In 1973 kwam een groep verpleegkundigen bijeen in St. Louis voor de Eerste nationale conferentie voor classificatie van verpleegkunidge diagnoses. Het blijk nu, vijftig jaar later de formele start van een geslaagde poging om wereldwijd verpleegkundige diagnoses vast te stellen, te ontwikkelen en te classificeren. Sindsdien zijn er tientallen conferenties gehouden en is voortdurend verder gebouwd aan verpleegkundige diagnoses, de definities en diagnostische kenmerken.

Om dit uit te voeren en regie op dit proces te behouden is een vereniging opgebouwd waar iedere verpleegkundige, waar dan ook ter wereld, zich bij kan aansluiten. Hiermee kunnen verpleegkundigen invloed kan uitoefenen in de verdere ontwikkeling.

In de blog volgt een historisch overzicht van de totstandkoming van NANDA International en de tweehonderdzevenenzestig verpleegkundige diagnoses, die momenteel gepubliceerd zijn in de 12e editie NANDA International: verpleegkundige diagnoses en classificatie 2021-2023.

In aansluiting op de eerste conferentie in 1973 stelde Kristine Gebbie en Mary Ann Lavin vier stappen vast die noodzakelijk zijn voor de ontwikkeling van een classificatie. Deze stappen zijn in 2021 nog steeds bruikbaar.

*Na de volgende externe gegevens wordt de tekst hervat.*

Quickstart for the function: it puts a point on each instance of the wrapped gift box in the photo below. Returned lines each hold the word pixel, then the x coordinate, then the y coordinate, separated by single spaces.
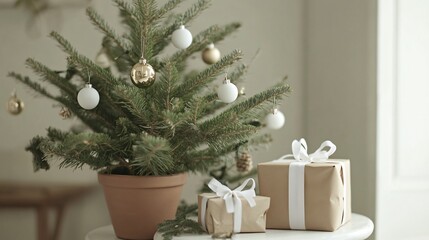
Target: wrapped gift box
pixel 228 211
pixel 326 194
pixel 218 220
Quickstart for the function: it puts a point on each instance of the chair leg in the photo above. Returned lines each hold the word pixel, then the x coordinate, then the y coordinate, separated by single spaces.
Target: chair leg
pixel 42 223
pixel 58 221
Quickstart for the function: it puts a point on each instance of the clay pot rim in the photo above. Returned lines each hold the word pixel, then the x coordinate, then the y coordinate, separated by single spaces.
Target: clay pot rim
pixel 133 181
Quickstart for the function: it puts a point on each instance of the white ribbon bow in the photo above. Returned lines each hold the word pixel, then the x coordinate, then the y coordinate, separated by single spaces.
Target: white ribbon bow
pixel 299 151
pixel 296 177
pixel 232 200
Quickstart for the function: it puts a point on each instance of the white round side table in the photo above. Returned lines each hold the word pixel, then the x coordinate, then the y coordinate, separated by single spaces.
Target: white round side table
pixel 360 227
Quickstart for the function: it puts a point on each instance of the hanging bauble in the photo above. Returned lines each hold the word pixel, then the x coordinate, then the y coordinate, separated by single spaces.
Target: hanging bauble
pixel 142 74
pixel 181 38
pixel 210 54
pixel 88 97
pixel 275 119
pixel 242 91
pixel 65 113
pixel 244 162
pixel 15 105
pixel 227 92
pixel 102 59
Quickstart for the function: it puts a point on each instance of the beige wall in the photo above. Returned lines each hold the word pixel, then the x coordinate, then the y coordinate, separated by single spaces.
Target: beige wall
pixel 341 87
pixel 329 43
pixel 276 28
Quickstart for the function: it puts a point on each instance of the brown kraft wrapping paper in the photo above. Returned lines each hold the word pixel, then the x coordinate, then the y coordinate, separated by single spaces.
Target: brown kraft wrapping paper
pixel 219 221
pixel 323 189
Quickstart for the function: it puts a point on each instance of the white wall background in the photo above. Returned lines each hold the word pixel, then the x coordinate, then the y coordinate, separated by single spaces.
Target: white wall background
pixel 276 28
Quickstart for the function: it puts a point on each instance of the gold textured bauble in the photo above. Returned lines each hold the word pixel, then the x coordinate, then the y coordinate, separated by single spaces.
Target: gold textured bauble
pixel 15 105
pixel 142 74
pixel 210 54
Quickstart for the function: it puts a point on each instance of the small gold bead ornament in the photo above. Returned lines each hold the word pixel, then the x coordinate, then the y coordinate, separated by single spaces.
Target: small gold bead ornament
pixel 244 162
pixel 15 105
pixel 210 54
pixel 142 74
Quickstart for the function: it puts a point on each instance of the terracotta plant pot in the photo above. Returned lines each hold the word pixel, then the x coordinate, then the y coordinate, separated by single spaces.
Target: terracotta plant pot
pixel 137 204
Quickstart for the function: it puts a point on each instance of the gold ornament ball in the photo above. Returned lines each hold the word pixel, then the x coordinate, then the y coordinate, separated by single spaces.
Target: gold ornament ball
pixel 15 105
pixel 142 74
pixel 210 54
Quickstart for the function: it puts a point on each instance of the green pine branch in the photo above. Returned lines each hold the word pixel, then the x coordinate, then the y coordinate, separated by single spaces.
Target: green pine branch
pixel 152 156
pixel 190 86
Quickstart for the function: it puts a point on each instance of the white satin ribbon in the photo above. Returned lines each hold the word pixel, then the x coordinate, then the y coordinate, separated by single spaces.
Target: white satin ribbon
pixel 232 200
pixel 297 177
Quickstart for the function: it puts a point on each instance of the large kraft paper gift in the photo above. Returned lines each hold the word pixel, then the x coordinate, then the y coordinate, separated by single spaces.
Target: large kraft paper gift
pixel 227 211
pixel 309 192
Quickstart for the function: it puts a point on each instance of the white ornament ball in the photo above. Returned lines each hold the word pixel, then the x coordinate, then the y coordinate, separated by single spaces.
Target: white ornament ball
pixel 181 38
pixel 88 97
pixel 227 92
pixel 102 59
pixel 210 54
pixel 275 119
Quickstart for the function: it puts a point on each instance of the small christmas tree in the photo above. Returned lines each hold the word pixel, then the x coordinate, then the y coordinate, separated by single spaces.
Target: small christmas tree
pixel 175 125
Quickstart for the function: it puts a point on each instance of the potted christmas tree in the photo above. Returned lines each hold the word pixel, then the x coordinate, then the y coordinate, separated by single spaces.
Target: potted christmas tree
pixel 151 119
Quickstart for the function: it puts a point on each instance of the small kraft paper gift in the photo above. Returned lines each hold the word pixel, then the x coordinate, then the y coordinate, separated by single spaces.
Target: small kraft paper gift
pixel 308 192
pixel 232 211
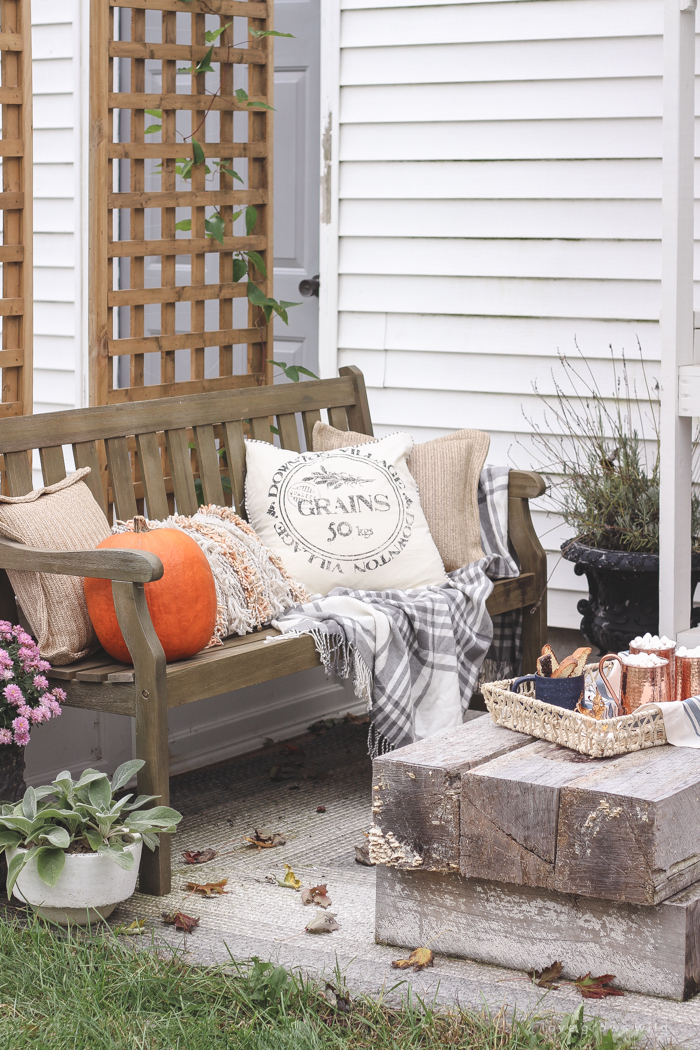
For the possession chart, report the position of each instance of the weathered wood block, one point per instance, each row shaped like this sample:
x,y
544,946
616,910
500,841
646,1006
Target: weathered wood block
x,y
509,815
630,828
653,950
416,798
622,828
500,805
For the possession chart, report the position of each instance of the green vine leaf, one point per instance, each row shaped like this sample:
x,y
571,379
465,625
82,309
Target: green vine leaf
x,y
292,371
214,227
204,65
258,34
225,169
268,305
239,269
212,35
258,263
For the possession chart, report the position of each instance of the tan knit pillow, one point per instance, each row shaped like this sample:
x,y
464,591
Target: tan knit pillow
x,y
446,471
61,517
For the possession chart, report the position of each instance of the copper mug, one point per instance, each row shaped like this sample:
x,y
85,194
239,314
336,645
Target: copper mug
x,y
687,677
666,653
638,685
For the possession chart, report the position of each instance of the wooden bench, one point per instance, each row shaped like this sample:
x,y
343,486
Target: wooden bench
x,y
143,452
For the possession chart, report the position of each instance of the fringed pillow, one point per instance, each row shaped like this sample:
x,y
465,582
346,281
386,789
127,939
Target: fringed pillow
x,y
252,584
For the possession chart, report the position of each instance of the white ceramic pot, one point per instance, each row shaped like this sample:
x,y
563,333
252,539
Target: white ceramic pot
x,y
90,887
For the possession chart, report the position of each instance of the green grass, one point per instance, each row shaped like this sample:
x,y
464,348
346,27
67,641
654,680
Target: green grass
x,y
100,992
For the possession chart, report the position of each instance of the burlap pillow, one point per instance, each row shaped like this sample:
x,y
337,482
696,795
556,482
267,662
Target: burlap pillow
x,y
61,517
446,471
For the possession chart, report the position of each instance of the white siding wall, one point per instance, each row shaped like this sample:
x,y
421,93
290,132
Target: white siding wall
x,y
500,185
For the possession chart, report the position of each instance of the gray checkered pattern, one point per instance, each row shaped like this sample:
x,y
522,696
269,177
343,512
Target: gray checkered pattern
x,y
435,634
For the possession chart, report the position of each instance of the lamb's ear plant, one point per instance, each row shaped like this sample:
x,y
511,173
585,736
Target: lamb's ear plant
x,y
80,816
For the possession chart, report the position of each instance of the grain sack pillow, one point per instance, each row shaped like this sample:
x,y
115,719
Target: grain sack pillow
x,y
60,517
351,518
447,473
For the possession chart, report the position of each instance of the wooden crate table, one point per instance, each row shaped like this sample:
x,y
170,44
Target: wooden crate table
x,y
523,852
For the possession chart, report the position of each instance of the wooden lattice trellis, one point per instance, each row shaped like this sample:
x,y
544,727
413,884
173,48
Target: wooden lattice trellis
x,y
16,254
141,269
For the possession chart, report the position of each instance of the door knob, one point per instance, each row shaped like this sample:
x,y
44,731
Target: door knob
x,y
309,287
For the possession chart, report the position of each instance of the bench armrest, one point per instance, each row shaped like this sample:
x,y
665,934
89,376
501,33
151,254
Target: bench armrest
x,y
128,566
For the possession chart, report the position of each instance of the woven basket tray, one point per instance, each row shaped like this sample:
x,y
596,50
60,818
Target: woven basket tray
x,y
600,739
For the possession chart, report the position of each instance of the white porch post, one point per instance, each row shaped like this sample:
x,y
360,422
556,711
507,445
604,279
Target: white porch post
x,y
677,323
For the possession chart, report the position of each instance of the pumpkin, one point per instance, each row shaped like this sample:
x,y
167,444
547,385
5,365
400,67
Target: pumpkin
x,y
182,604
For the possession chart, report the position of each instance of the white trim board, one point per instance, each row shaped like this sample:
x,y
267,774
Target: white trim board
x,y
200,734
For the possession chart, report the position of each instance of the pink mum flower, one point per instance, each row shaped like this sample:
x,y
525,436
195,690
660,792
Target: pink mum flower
x,y
13,694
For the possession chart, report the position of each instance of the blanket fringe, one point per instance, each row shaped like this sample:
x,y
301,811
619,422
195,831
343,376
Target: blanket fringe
x,y
378,744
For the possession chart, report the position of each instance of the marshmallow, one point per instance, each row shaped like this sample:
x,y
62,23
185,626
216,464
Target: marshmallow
x,y
682,651
652,642
642,659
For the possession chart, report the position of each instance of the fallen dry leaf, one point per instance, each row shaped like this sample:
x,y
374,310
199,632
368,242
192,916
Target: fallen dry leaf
x,y
198,856
282,772
208,888
316,895
546,978
340,1002
323,723
133,929
290,881
293,749
181,921
418,959
596,987
323,922
266,840
362,855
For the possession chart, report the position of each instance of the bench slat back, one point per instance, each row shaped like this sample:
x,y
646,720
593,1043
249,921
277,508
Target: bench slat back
x,y
169,453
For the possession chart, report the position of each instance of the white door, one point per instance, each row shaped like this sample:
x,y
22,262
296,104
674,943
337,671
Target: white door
x,y
296,200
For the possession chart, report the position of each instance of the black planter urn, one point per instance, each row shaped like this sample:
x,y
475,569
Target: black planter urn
x,y
623,593
12,773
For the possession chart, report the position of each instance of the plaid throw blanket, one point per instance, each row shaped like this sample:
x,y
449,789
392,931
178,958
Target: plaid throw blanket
x,y
415,656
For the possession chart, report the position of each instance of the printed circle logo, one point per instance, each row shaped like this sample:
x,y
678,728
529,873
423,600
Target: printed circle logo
x,y
345,507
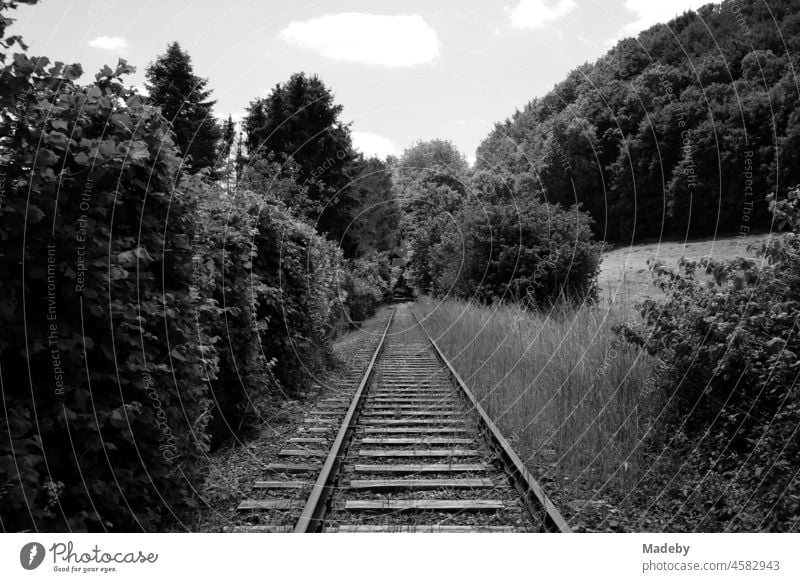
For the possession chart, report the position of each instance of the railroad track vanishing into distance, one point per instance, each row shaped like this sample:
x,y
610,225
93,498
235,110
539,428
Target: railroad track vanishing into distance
x,y
407,449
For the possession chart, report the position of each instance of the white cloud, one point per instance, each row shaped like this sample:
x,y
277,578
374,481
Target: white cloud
x,y
372,144
650,12
537,13
390,41
109,43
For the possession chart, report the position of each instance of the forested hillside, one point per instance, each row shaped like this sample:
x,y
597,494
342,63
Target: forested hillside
x,y
680,131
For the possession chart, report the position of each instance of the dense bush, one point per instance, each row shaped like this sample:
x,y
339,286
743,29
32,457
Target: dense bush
x,y
104,368
136,305
730,370
367,284
515,247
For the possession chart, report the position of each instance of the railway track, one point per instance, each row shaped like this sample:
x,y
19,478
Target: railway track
x,y
410,450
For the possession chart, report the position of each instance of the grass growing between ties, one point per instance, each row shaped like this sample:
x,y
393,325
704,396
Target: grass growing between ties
x,y
570,397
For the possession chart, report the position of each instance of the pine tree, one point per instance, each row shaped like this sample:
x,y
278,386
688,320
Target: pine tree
x,y
300,120
184,101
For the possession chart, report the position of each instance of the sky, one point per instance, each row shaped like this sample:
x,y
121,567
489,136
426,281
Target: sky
x,y
403,70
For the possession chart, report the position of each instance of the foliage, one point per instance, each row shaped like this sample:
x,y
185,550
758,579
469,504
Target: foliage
x,y
299,120
671,132
430,184
184,101
488,238
730,369
100,354
367,284
375,225
144,313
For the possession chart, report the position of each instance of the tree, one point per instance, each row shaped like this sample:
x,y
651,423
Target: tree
x,y
375,220
184,101
299,120
430,184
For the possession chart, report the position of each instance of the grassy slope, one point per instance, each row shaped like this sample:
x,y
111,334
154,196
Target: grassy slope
x,y
625,278
570,398
573,401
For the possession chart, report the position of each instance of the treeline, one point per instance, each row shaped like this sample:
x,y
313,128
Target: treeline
x,y
680,131
161,284
486,236
728,385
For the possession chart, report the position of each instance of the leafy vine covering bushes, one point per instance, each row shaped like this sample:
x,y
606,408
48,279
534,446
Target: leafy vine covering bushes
x,y
104,369
730,354
144,315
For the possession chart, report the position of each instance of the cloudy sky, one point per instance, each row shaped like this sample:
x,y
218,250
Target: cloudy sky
x,y
403,70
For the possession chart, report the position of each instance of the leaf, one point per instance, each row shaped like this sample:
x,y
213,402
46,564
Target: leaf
x,y
45,157
33,214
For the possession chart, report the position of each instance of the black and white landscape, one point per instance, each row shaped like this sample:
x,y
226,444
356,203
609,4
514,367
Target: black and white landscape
x,y
356,266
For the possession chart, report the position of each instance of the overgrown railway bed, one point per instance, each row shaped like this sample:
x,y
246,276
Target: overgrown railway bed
x,y
409,449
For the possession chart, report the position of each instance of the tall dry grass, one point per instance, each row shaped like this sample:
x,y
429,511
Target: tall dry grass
x,y
571,398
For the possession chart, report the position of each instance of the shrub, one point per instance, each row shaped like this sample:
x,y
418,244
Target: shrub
x,y
104,368
525,250
729,351
367,284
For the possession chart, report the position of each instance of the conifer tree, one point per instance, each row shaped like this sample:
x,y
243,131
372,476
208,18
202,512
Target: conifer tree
x,y
184,101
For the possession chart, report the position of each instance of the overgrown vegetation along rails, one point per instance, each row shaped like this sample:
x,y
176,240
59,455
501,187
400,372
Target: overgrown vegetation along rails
x,y
488,237
167,284
730,373
572,399
147,314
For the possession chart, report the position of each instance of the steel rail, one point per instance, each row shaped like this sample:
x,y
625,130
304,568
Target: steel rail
x,y
533,494
313,511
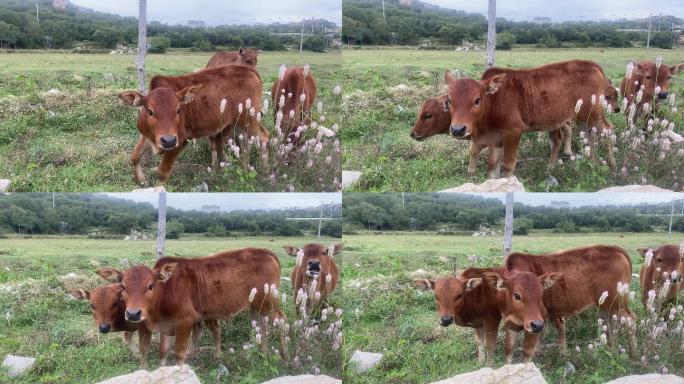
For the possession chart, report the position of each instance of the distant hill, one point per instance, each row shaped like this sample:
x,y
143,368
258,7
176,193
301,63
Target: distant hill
x,y
413,22
61,24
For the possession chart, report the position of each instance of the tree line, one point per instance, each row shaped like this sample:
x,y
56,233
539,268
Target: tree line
x,y
78,27
450,213
364,24
104,216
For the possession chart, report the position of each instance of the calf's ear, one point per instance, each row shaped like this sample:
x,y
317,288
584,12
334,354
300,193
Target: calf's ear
x,y
110,274
290,250
80,294
424,284
473,283
495,280
132,98
549,279
166,271
187,94
493,84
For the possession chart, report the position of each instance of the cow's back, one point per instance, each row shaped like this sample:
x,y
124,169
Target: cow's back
x,y
547,95
219,285
588,272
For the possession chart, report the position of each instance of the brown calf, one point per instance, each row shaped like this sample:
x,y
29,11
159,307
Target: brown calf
x,y
463,300
179,292
496,110
662,266
314,263
568,282
293,93
244,56
179,108
646,76
434,119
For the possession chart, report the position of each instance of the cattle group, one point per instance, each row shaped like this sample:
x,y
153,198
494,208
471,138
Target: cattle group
x,y
495,110
220,102
528,291
178,295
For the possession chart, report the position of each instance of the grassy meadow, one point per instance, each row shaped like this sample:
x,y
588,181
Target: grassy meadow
x,y
384,313
384,89
41,320
63,128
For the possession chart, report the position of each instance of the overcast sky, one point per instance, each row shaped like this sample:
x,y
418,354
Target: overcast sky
x,y
221,12
570,10
236,201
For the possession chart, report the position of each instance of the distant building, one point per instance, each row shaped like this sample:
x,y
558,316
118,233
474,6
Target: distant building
x,y
211,208
560,204
60,4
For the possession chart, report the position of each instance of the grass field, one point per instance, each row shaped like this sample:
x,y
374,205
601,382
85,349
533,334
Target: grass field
x,y
40,319
81,138
386,314
379,117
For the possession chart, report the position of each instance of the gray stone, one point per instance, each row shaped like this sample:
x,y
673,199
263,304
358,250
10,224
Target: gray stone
x,y
364,361
508,374
349,178
511,184
4,185
164,375
17,365
653,378
304,379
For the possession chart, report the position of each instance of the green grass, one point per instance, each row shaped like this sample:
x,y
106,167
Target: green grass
x,y
384,313
81,140
378,121
45,322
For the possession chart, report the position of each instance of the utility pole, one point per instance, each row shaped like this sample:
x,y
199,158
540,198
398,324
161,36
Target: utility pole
x,y
508,226
648,38
161,224
142,44
491,33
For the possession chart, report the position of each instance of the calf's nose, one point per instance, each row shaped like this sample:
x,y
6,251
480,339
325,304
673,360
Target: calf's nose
x,y
537,326
168,141
133,314
446,321
457,130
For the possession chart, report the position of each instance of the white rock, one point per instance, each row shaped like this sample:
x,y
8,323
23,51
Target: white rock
x,y
364,361
349,178
635,188
511,184
304,379
508,374
653,378
164,375
17,365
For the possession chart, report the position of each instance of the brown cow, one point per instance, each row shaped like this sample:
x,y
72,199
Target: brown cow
x,y
244,56
184,107
179,292
434,119
646,76
108,310
496,111
314,262
567,283
293,93
660,265
463,300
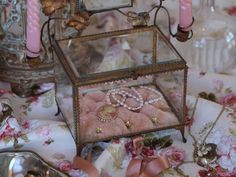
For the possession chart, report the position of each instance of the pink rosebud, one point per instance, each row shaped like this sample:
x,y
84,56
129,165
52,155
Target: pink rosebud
x,y
228,100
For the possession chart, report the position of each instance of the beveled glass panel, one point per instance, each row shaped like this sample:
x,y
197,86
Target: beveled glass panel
x,y
64,95
92,5
165,52
97,55
172,86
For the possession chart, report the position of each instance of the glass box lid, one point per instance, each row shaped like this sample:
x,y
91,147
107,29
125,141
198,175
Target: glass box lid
x,y
137,51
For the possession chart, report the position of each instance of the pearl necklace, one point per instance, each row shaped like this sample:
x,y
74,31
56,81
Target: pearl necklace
x,y
124,95
154,91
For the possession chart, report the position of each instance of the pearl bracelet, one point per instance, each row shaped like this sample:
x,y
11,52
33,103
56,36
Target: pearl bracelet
x,y
137,96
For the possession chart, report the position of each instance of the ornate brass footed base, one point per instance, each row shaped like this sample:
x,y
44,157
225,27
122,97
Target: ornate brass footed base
x,y
25,75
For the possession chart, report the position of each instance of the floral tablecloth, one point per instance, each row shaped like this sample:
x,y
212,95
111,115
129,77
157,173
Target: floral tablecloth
x,y
35,127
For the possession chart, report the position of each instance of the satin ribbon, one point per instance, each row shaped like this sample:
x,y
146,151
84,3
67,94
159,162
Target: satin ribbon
x,y
85,165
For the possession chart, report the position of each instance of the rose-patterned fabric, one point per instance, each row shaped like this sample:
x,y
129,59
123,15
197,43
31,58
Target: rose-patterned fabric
x,y
33,126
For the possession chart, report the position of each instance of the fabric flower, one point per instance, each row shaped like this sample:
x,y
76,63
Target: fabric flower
x,y
228,100
138,149
227,152
174,155
10,128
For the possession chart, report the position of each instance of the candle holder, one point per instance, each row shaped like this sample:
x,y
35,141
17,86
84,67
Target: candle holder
x,y
23,73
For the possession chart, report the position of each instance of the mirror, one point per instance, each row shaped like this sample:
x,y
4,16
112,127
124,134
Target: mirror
x,y
103,5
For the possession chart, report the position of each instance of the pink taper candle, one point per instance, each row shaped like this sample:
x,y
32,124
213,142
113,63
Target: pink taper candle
x,y
185,13
33,28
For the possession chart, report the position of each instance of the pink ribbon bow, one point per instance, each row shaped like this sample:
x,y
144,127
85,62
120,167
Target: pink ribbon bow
x,y
147,167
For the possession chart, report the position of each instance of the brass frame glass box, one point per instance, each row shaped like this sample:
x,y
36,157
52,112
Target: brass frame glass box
x,y
101,101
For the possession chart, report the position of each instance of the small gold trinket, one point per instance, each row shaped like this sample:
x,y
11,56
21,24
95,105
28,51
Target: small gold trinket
x,y
128,124
206,154
107,113
98,130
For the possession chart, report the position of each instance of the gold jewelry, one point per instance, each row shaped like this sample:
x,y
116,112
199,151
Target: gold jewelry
x,y
107,113
204,153
98,130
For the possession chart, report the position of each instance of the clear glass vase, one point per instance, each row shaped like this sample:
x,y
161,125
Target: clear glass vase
x,y
213,46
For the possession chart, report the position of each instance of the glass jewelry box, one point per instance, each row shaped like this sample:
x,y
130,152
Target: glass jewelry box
x,y
120,84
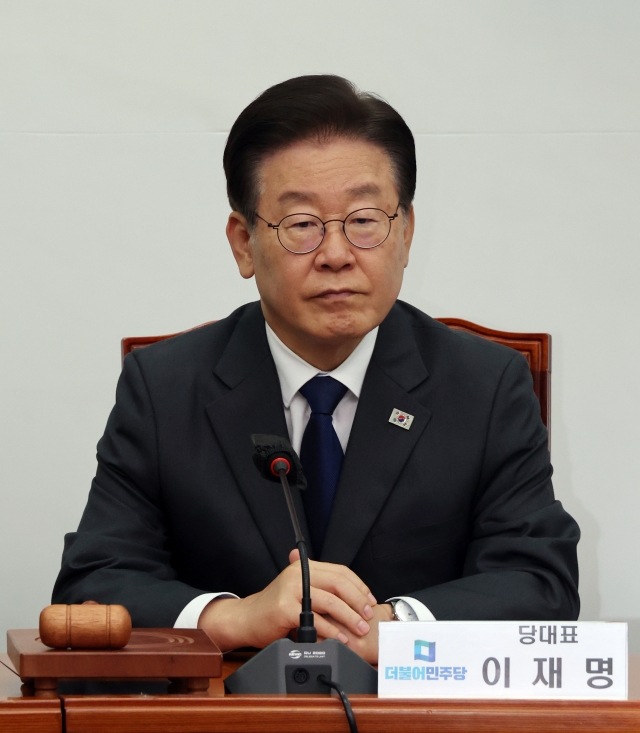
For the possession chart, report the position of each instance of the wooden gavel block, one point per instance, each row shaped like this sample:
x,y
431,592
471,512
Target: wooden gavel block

  1. De eerste stap bestaat uit het vaststellen van alle verschijnselen die verpleegkundigen bij patienten diagnosticeren.
  2. De tweede stap is een zekere mate van overeenstemming te bereiken over een consistente nomenclatuur, waarmee het verpleegkundige domein zoals dat in de eerste stap is afgebakend, beschreven kan worden.
  3. De derde stap in het classificatieproces is het groeperen van de geidentificeerde diagnoses (de labels) in klassen en onderklassen, zodat de patronen en verwantschappen daartussen zichtbaar worden.
  4. De laatste stap bestaat uit het coderen van de terminologie, zodat gegegevens over de verschillende diagnoses gemakkelijker met de hand of met de computer kunnen worden verwerkt.
De eerste stapjes van ontwikkeling en werkwijze

Deze eerste conferenties waren voor genodigden. Dat waren professoren, wetenschappers en verpleegkundige theoretici. Deelnemers werden in werkgroepen ingedeeld, met de vraag diagnoses te ontwikkelen met betrekking tot een specifiek functioneel systeem. Zij steunden op het weer in het geheugen roepen van patiëntsituaties om de bepalende kenmerken te formuleren. De diagnoses werden vervolgens bij meerderheidsbesluit van de conferentiedeelnemers aangenomen.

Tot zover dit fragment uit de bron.